Argentinian poets Washington Cucurto and Tamara Kamenszain and Chilean poet Malú Urriola read their works in the original Spanish Tuesday evening in the kickoff event of “Transversal: A Latin American Poetry Lab,” sponsored by the David Rockefeller Center for Latin American Studies, the Woodberry Poetry Room, and the Department of Romance Languages and Literatures.

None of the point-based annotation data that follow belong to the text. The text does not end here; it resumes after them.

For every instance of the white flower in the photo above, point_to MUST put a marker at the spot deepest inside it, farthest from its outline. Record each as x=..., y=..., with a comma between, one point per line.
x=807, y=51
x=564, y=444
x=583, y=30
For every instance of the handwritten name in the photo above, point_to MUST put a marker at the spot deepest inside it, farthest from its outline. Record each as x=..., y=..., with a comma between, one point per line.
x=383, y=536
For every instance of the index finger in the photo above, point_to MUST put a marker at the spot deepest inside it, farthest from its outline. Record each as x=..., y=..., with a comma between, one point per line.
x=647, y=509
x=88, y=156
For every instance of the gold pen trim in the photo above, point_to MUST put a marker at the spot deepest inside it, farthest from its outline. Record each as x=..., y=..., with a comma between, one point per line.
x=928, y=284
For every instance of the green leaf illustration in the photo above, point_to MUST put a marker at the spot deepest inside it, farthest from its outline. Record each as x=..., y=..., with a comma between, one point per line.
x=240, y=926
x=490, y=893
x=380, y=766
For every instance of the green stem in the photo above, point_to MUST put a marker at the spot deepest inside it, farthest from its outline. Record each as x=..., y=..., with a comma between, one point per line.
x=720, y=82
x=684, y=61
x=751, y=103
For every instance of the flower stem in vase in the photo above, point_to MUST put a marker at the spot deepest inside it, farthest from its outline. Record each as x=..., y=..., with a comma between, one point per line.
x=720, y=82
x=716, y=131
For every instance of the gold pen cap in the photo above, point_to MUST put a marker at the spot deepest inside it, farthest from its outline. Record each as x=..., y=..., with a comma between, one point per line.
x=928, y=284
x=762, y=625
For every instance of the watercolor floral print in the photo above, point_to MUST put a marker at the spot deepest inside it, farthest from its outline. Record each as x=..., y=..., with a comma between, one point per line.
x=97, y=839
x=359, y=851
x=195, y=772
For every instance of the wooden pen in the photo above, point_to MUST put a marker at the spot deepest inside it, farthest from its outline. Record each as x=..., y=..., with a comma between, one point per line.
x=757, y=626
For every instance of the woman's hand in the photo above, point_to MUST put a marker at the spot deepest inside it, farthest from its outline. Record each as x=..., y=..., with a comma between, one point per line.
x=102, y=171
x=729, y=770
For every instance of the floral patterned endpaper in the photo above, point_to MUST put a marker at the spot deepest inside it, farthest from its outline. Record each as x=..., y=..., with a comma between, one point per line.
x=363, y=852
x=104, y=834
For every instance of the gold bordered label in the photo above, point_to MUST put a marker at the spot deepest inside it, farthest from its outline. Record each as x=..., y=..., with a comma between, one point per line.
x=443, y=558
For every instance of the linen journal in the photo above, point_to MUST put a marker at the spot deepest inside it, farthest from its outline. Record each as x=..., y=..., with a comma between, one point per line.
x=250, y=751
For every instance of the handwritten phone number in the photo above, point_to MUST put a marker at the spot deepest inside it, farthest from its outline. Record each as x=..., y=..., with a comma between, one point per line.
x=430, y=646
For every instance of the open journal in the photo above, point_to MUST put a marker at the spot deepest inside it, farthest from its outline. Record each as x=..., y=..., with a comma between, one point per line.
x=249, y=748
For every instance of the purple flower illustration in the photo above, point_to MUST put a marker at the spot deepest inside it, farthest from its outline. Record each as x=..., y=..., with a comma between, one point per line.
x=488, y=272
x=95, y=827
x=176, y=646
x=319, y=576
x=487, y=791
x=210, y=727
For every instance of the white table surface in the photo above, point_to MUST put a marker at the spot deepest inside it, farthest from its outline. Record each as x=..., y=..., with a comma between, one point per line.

Poet Forrest Gander, a professor at Brown University and a Pulitzer Prize finalist, read English translations of Cucurto’s frenetic, slang-laced works culled from the streets of Buenos Aires. Anna Deeny, a lecturer on history and literature and noted translator of Raúl Zurita, read Urriola’s downbeat, introspective works. And Laura Healy, managing editor of the Harvard Review and translator of three collections of Roberto Bolaño’s poetry, also conjured the livelihood of Buenos Aires in Kamenszain’s poems.

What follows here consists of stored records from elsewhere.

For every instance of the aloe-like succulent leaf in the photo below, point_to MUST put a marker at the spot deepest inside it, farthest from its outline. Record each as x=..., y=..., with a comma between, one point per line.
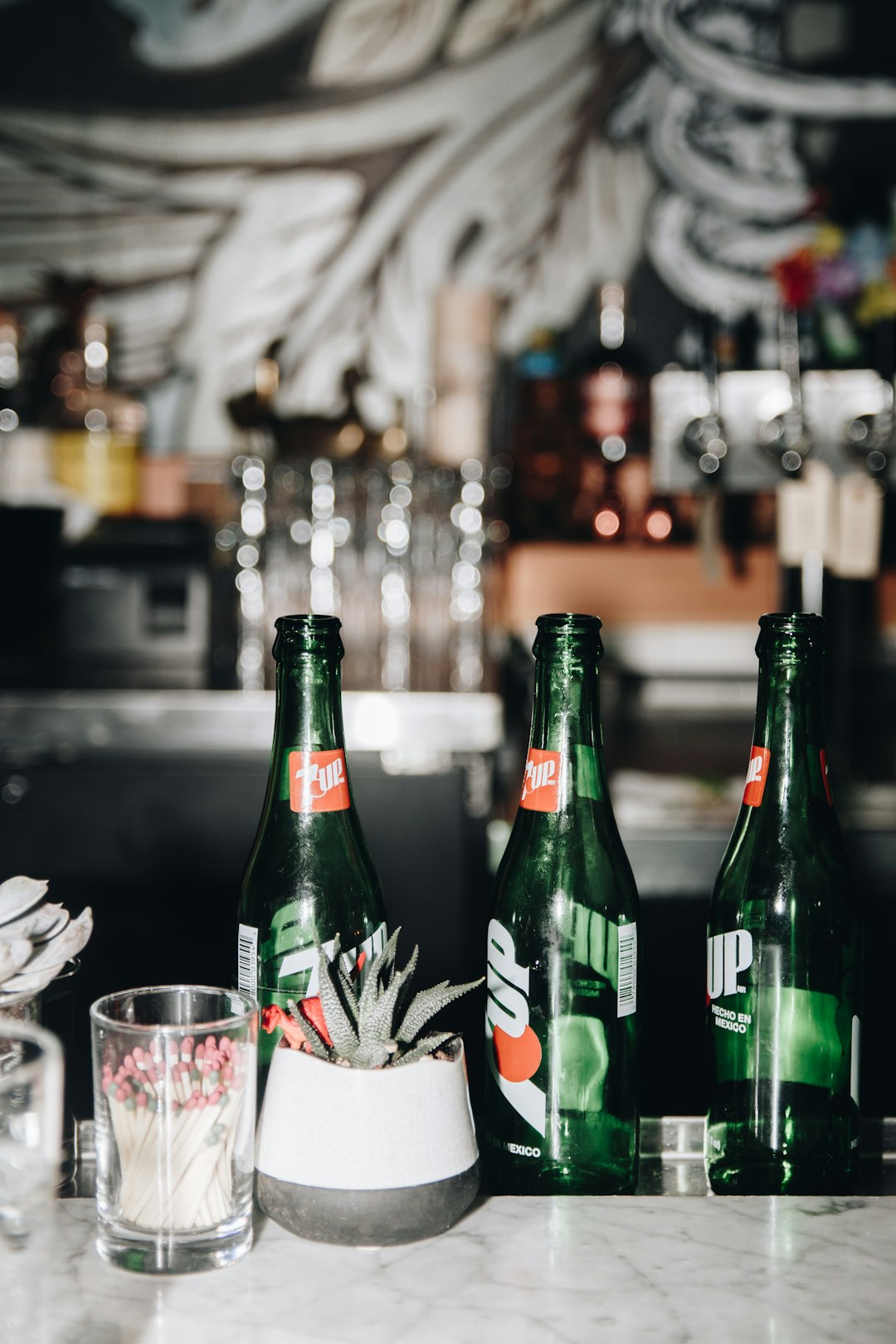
x=423, y=1047
x=373, y=1054
x=426, y=1004
x=338, y=1020
x=377, y=973
x=406, y=992
x=381, y=1022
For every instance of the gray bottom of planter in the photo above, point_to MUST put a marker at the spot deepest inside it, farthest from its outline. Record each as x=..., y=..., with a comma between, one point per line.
x=367, y=1216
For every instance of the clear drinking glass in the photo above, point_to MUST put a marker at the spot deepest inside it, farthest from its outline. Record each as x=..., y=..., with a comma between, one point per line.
x=175, y=1110
x=32, y=1073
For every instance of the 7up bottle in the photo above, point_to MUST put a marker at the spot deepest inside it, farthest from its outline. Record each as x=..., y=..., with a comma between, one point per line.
x=309, y=871
x=783, y=949
x=561, y=1113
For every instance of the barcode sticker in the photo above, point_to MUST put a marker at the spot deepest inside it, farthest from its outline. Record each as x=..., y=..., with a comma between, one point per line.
x=627, y=977
x=247, y=960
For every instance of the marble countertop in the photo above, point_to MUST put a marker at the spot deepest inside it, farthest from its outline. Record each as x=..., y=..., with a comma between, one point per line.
x=672, y=1270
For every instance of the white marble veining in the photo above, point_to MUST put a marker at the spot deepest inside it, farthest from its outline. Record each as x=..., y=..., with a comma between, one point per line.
x=519, y=1270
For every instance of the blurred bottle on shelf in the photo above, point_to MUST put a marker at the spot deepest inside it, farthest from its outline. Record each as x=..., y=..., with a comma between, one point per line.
x=614, y=416
x=546, y=444
x=95, y=425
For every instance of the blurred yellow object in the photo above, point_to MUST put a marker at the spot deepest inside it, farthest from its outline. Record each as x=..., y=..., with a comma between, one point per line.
x=876, y=303
x=99, y=465
x=829, y=241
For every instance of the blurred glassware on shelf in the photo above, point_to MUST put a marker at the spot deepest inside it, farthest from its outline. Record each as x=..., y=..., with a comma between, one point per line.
x=32, y=1081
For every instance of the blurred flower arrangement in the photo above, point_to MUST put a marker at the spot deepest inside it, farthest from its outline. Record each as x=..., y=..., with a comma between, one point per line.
x=846, y=280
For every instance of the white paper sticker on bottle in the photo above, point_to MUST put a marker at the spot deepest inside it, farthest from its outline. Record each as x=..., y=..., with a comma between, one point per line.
x=627, y=971
x=247, y=960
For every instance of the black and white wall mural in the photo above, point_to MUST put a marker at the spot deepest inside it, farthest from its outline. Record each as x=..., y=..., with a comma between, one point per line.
x=246, y=173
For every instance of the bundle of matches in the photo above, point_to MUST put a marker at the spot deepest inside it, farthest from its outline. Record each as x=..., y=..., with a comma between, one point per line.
x=175, y=1112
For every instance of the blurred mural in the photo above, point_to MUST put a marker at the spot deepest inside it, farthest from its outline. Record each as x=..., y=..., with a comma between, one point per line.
x=303, y=177
x=246, y=175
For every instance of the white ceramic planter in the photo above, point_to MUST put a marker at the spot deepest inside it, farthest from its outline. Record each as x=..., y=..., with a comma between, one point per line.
x=366, y=1157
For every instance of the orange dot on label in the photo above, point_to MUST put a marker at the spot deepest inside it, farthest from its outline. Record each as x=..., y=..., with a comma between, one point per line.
x=516, y=1057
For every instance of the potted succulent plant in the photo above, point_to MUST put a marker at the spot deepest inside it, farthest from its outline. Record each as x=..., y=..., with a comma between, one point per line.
x=366, y=1135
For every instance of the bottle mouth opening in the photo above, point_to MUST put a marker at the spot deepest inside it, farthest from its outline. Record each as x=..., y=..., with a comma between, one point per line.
x=568, y=622
x=558, y=628
x=791, y=632
x=306, y=635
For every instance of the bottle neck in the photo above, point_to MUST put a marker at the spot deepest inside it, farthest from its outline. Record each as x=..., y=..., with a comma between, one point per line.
x=564, y=763
x=567, y=706
x=790, y=726
x=309, y=706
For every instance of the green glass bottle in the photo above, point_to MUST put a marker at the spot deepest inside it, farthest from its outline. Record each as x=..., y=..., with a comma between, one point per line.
x=783, y=952
x=559, y=1109
x=309, y=871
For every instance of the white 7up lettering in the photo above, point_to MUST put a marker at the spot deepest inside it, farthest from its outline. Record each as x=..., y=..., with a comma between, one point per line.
x=727, y=956
x=306, y=958
x=512, y=1045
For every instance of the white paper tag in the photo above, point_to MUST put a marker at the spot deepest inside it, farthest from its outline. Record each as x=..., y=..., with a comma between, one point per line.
x=807, y=515
x=860, y=515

Healy, who learned Spanish in high school and lived in Uruguay for a time, “was interested in working with an Argentine poet because — after spending so much time in Uruguay — the rioplatense dialect is the most familiar to me,” she said.
The poets had been previously unfamiliar with the translators with whom they were coupled, but have been corresponding and conversing throughout the year. The Woodberry Poetry Room selected the translators while Sergio Delgado, the event co-organizer and assistant professor of Romance languages and literatures, chose the poets.

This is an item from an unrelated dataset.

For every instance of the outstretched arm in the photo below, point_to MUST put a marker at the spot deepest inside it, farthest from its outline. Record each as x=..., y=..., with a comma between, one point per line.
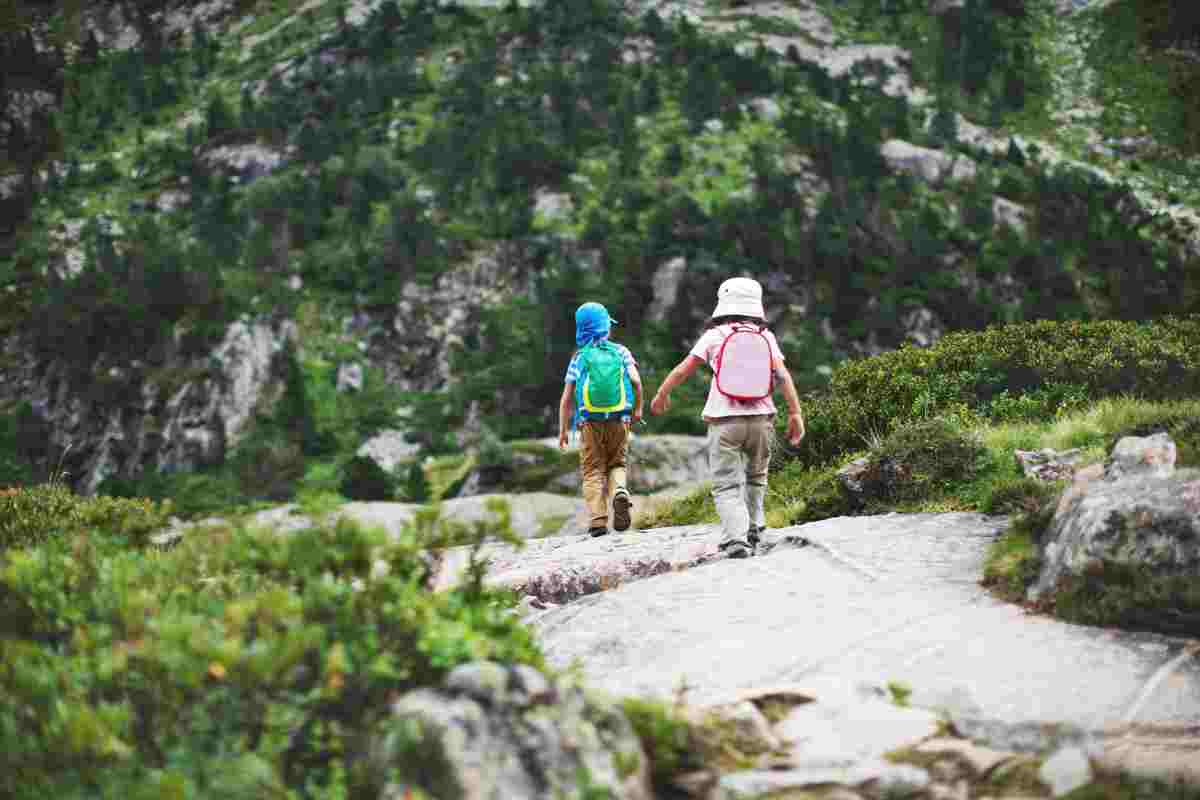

“Transversal” is the brainchild of Marcela Ramos, an arts coordinator at the David Rockefeller Center, who contacted the Woodberry and Delgado about promoting innovative poetry from Latin America.
“ ‘Transversal’ is the same word in both Spanish and English,” said Chloe Garcia Roberts, a library assistant at Woodberry and one of the event’s coordinators, “and it denotes the act of cutting across or intersection. Professor Delgado stated from the beginning that the poetry he wanted to highlight from Latin America was cross-genre and cross-disciplinary, and this aesthetic — combined with the translation component — we felt was nicely encompassed by the title.”
Gander, Deeny, and Healy discussed the pleasures and pains of translations, from struggling to understand the works to finding the right tone and grappling with syntax, meaning, and word choice, which Gander summed up by stating, “Translation is like putting on someone else’s pants. You walk differently.”
“I’m interested in translation mostly as a creative exercise,” Healy said. “It’s a puzzle to play with, a code to be cracked. The process of translating is also a very intimate way to interact with a text. It forces you to slow down your reading and spend time really understanding and interpreting it.”
The Harvard Review plans to publish an online supplement of the poets’ original works and their translations.
“Transversal” continues through Thursday, with Peruvian poet Róger Santiváñez joining the discussions.